Archive for September, 2010

a charlatan-friendly ecosystem

Alex Payne points to a blog post by Ben Laurie that discusses Diaspora and Haystack, and how projects like these can attract huge amounts of press, only to flame out as their charismatic founders’ incompetence is revealed.

I agree with Ben’s post, but it’s worth being a bit more explicit about what allows these situations to arise: the quality of most tech journalism is abysmal. I mean really inexcusably bad. Mainstream publications regularly assign writers to cover the software industry that have a level of understanding regarding the field that would be unacceptable in an intern. The most esteemed practitioners in the tech press are either focused on the consumer electronic user experience or are building personal brands around faith-based tech triumphalist movements.

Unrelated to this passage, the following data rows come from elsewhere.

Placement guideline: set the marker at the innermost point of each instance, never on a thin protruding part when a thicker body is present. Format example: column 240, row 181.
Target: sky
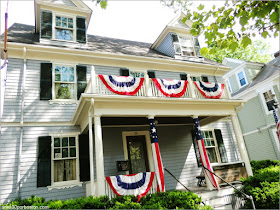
column 132, row 20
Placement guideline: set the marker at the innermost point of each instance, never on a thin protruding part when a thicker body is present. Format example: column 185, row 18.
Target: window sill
column 63, row 101
column 65, row 185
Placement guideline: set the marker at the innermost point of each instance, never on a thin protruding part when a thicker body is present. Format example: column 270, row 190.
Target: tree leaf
column 204, row 51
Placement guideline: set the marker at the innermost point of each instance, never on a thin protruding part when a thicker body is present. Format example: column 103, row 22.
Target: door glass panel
column 137, row 154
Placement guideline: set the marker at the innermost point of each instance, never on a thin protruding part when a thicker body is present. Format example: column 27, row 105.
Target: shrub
column 263, row 186
column 166, row 200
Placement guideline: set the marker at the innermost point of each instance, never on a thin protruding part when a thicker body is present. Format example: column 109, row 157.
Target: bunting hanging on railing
column 171, row 88
column 122, row 85
column 210, row 90
column 134, row 184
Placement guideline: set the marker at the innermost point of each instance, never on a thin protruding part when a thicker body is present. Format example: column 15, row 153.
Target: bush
column 167, row 200
column 263, row 186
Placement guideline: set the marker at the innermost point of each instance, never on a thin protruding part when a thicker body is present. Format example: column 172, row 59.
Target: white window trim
column 263, row 99
column 65, row 184
column 53, row 84
column 276, row 138
column 238, row 80
column 216, row 145
column 148, row 145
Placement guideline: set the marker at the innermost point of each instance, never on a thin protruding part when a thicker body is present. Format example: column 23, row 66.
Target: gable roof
column 21, row 33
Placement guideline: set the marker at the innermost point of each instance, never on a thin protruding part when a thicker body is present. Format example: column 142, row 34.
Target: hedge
column 263, row 186
column 167, row 200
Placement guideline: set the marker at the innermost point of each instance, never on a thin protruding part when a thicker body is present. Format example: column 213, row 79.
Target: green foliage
column 166, row 200
column 263, row 186
column 217, row 24
column 256, row 52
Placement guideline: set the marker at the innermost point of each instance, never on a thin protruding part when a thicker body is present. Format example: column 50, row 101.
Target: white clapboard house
column 65, row 118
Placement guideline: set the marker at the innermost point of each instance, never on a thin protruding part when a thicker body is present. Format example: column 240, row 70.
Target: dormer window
column 65, row 27
column 183, row 45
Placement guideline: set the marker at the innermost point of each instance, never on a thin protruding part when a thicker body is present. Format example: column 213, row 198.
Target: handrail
column 180, row 182
column 247, row 196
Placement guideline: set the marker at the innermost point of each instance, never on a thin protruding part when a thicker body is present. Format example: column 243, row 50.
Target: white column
column 91, row 154
column 93, row 80
column 148, row 87
column 241, row 144
column 99, row 156
column 191, row 86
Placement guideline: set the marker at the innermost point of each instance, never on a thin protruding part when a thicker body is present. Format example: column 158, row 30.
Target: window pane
column 72, row 141
column 64, row 153
column 57, row 153
column 72, row 152
column 64, row 91
column 65, row 142
column 63, row 34
column 57, row 142
column 211, row 155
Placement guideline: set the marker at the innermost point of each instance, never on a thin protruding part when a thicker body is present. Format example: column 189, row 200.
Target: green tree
column 231, row 25
column 256, row 52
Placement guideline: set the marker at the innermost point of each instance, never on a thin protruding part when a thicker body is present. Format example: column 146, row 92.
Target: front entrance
column 138, row 151
column 137, row 154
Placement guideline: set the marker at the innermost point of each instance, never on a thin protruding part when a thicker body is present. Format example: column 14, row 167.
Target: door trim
column 148, row 145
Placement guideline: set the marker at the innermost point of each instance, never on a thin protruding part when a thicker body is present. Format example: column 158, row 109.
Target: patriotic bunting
column 203, row 155
column 171, row 88
column 277, row 121
column 156, row 156
column 210, row 90
column 122, row 85
column 133, row 184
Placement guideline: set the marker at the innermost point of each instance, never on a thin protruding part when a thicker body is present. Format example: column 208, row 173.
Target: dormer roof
column 76, row 7
column 176, row 26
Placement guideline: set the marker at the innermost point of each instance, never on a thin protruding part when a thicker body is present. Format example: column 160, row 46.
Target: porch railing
column 96, row 86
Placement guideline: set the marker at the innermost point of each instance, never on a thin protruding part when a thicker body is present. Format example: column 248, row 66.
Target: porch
column 100, row 112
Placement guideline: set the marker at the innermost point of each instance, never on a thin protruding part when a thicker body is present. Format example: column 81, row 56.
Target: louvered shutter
column 44, row 161
column 196, row 148
column 81, row 72
column 46, row 24
column 84, row 158
column 221, row 146
column 81, row 29
column 46, row 81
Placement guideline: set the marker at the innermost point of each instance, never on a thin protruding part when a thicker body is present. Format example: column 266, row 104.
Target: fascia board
column 154, row 63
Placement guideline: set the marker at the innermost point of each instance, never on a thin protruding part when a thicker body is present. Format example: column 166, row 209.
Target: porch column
column 241, row 144
column 99, row 156
column 91, row 154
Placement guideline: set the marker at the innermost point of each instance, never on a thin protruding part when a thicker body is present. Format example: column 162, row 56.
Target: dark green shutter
column 151, row 74
column 46, row 24
column 84, row 157
column 196, row 149
column 204, row 79
column 81, row 29
column 221, row 146
column 81, row 80
column 183, row 76
column 46, row 81
column 44, row 161
column 124, row 72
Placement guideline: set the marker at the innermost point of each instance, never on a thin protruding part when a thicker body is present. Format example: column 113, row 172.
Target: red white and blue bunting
column 171, row 88
column 210, row 90
column 133, row 184
column 122, row 85
column 156, row 156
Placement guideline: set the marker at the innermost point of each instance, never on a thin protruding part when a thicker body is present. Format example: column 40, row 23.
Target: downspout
column 21, row 121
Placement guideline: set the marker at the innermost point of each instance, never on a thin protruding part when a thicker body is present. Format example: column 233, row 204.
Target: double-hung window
column 64, row 82
column 64, row 28
column 65, row 162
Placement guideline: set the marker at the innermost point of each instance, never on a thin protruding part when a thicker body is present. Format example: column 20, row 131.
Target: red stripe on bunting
column 215, row 97
column 173, row 94
column 122, row 93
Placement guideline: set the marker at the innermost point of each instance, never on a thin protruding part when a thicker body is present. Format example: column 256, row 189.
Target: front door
column 137, row 154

In this sort of environment, it should be no surprise that an embarrassing hype cycle can emerge — one that talented self-promoters will use to enhance their status and wealth. I find it difficult to assign all that much blame to those self-promoters: the whole problem is that they don’t know any better. What more can we expect? Besides, it’s very easy to start believing your own bullshit once people with seemingly-meaningful professional credentials start validating it. Self-promoters will self promote; it’s not realistic to expect them to be the ones providing diligence.

I suspect that the problem may have to do with the structure of the industry: if you know much about it, you’re probably going to be able to make more money participating in it than writing about it. I don’t know enough about finance to really judge, but it seems as though that press sector suffers from a similar systemic disability — certainly all can agree that the financial press didn’t cover itself in glory in advance of the recent financial crisis. Once that story became big enough, talented generalist journalists filtered in and did the job properly.

But unless and until the skill premium for the software industry diminishes relative to journalism I’m not sure there’s a good way to align incentives in a way that fixes this problem. The best we can do is to recognize that the journalists who wrote excitedly about Haystack and Diaspora made a mistake; they were fooled, and they wasted our time. There’s no need to tar and feather anyone, but their credibility needs to suffer if we want this situation to improve.

Maybe we don’t need it to improve! It’s not that important, to be perfectly honest. But it sure does bug the hell out of me.

Haystack

I’m taking some grim satisfaction in the dissolution of the Haystack Project. If people have actually been hurt by this software, I’ll be removing the “satisfaction” part of that reaction.  But given the relentless overhyping of technological interventions in pro-democratic organizing, I’m hopeful that little actual damage has been done.  These technologies will no doubt soon become genuinely crucial to people living under repressive governments, but I’m optimistic that Heap’s work didn’t spread far enough to cause serious trouble.

A few key links:

I think Nancy’s piece raises the most important questions: why did the media — and more importantly, the federal government — fall for Austin Heap’s bullshit?  Here I disagree with Nancy: I don’t think it’s just a question of technical expertise.  I’ve been skeptical of Haystack since its announcement, but I couldn’t write a secure crypto proxy to save my life.  That stuff is really hard.

But here’s the thing: the technology is hard, but it’s also done.  Smart people have looked at these problems and have solved the ones that are solvable.  There’s work left to be done at the edges — better hash algorithms, that kind of thing — but I guarantee that’s not the sort of flaw that’s afflicting Haystack.

The thing to realize is that good security is a set of patterns.  Relatively few of them have to do with technology (although learning about the technology behind security systems can certainly help you understand the patterns).  The media’s naivete springs from the idea that the right app could liberalize Iran.  Ignorance of the app’s internals is a much smaller problem than the sort of wishful thinking that gets that story pitched and approved (and read).  Recognizing a snake oil salesman is just as important as recognizing an exploit.

Alarms should have gone off when Heap announced he was writing new software.  Why write software?  We have software.  Did Heap think the limitations of Tor and Freenet and Freegate and PGP and all the others exist because those tools’ authors are lazy or stupid?  That was never the problem.

I guess what I’m trying to say is that reporters should spend more time reading Bruce Schneier.  Even the repetitive entries. Especially the repetitive entries.